Whereas makers of patented revolutionary medication are additionally sometimes banned from elevating costs after a reimbursement price has been set, the a lot larger margins preserve most of these merchandise worthwhile.
ENERGY INTENSE
Normal infusions for hospitals are among the many most power intensive medication to provide as a result of they should be heated and cooled for sterility. The identical goes for the fermentation course of behind generally used antibiotics and therapeutic hormones, stated van den Hoven.
Medichem’s Stampa stated the consequences of pricey power ranged from larger delivery charges to waste disposal contractors charging 30% extra.
She declined to call medication that may be affected as a part of an annual assessment this 12 months, however stated clients could be given about six to 12 months to discover a new provider if a product is phased out.
The privately held group made 110 million euros ($106 million) in gross sales final 12 months with off-patent merchandise equivalent to antibiotic drips, blood thinners and schizophrenia medication, promoting to generic drug firms together with Teva (TEVA.TA) and Viatris (VTRS.O).
Stampa stated indexing drug costs to take manufacturing prices into consideration could be an inexpensive repair for well being our bodies in Europe the place some off-patent prescription eye drops are reimbursed for lower than the value of a pack of gum.

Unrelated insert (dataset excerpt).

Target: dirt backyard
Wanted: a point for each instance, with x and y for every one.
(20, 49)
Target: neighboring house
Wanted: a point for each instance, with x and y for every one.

The president of the Italian pharmaceutical trade affiliation, Marcello Cattani, stated power prices are seven instances larger than final 12 months, whereas the U.S. greenback, by which worldwide substances are sometimes paid, is up towards the euro.
“The sector can’t move on larger prices … The dangers of destructive impacts on the manufacturing and availability of medicines are very excessive,” he stated.